The wedding took place a long two years after the proposal was finalized, says Charlotte. The groom-to-be was working at the Central Bank of yore when employees were not pensionable and her brother was not in favour of a future without the nest-egg of a pension. So they waited and tried not to fall in love in case her brother forbade the marriage.

Life took a different turn then – the young bride and groom living in his home at Zaleski Place, Punchi Borella, along with his mother and two unmarried sisters. “I was the youngest among the whole lot,” she laughs, “but I knew how to manage them.”

Time caught on, with Charlotte’s own family growing with two young daughters, Indrika and Renuka, moving out of the in-laws family home to live independently, abandoning this lifestyle of managing her own home, returning to the in-laws home, running a boarding for little Nalandian Grade 5 Scholarship winners from distant villages and looking after their parents whenever they were in town and then being gifted with half-an-acre of thousands of acres owned by a relative of Ashley and building their own home in Katubedda. “We always did our duty by our in-laws,” she says.

There were many threads running through this busy lifestyle – Charlotte not only kept on writing but also crocheting and while many are capable only of crocheting in one colour she was adept at mixing colours and producing stand-out items.
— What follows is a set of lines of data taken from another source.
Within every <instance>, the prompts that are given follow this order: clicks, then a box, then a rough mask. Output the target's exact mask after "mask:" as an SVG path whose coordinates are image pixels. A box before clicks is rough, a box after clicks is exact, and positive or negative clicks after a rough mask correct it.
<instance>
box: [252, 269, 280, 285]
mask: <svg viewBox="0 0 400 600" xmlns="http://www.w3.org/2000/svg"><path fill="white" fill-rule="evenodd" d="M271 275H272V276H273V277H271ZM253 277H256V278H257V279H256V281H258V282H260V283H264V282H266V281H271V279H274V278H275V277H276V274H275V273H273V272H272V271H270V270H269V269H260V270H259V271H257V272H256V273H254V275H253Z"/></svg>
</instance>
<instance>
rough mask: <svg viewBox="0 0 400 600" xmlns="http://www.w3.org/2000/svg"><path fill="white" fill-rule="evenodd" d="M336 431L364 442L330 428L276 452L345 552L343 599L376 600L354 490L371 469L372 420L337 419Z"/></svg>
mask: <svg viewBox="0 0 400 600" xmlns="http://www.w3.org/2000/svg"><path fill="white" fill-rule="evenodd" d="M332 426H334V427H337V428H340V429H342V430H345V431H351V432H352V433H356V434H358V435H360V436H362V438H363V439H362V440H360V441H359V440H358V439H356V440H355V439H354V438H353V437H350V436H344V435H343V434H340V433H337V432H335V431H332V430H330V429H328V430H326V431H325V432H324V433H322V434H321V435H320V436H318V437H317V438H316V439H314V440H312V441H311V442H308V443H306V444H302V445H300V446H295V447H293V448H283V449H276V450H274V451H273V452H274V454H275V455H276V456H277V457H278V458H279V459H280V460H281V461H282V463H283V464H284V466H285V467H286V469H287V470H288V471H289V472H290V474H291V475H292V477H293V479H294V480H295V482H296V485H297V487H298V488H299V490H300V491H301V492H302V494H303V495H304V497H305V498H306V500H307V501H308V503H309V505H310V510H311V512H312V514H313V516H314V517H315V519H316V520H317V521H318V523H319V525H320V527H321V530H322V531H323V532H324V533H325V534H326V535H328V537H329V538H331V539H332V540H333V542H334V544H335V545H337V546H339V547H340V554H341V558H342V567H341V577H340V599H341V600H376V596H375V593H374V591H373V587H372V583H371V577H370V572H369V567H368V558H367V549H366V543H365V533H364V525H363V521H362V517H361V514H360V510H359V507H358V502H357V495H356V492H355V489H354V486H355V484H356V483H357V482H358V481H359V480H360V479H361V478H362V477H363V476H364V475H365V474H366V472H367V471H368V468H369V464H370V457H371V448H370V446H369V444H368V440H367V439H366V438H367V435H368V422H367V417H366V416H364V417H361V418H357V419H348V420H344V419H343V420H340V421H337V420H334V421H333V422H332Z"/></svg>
She was also able to re-kindle the love of astrology, with her prowess in mathematics aiding both her astrology and astronomy.

For 60 long years Charlotte has studied and read horoscopes and never charged, but now says that she is “too old” to do that, looking forward to engaging in meditation and also spending more time with her grandchildren, two of whom are in Sri Lanka (she lives with them) and three in England.

She will not, however, give up her passion for writing, which she took to seriously after the death of her husband 18 years ago, writings which never saw the light of publication until this year. Now the 400-page book that she ventured into last year at the auspicious time of ‘weda allema’ (starting work) has turned into the printed word. There is, however, a tinge of regret over mistakes due to the type-setting in some sections being weak even though she has pored over two dictionaries.

Already, the second book is with the printer. “This book, ‘Athithaya Mese Viya’, which is in Sinhala is about my childhood,” smiles Charlotte the octogenarian. With her father dying at 83, her mother at 89 and her brother at 86, she wonders when her time will be up but until then she will keep writing “for pure pleasure”.

More power to your elbow, is what we wish her as we bid goodbye to Charlotte.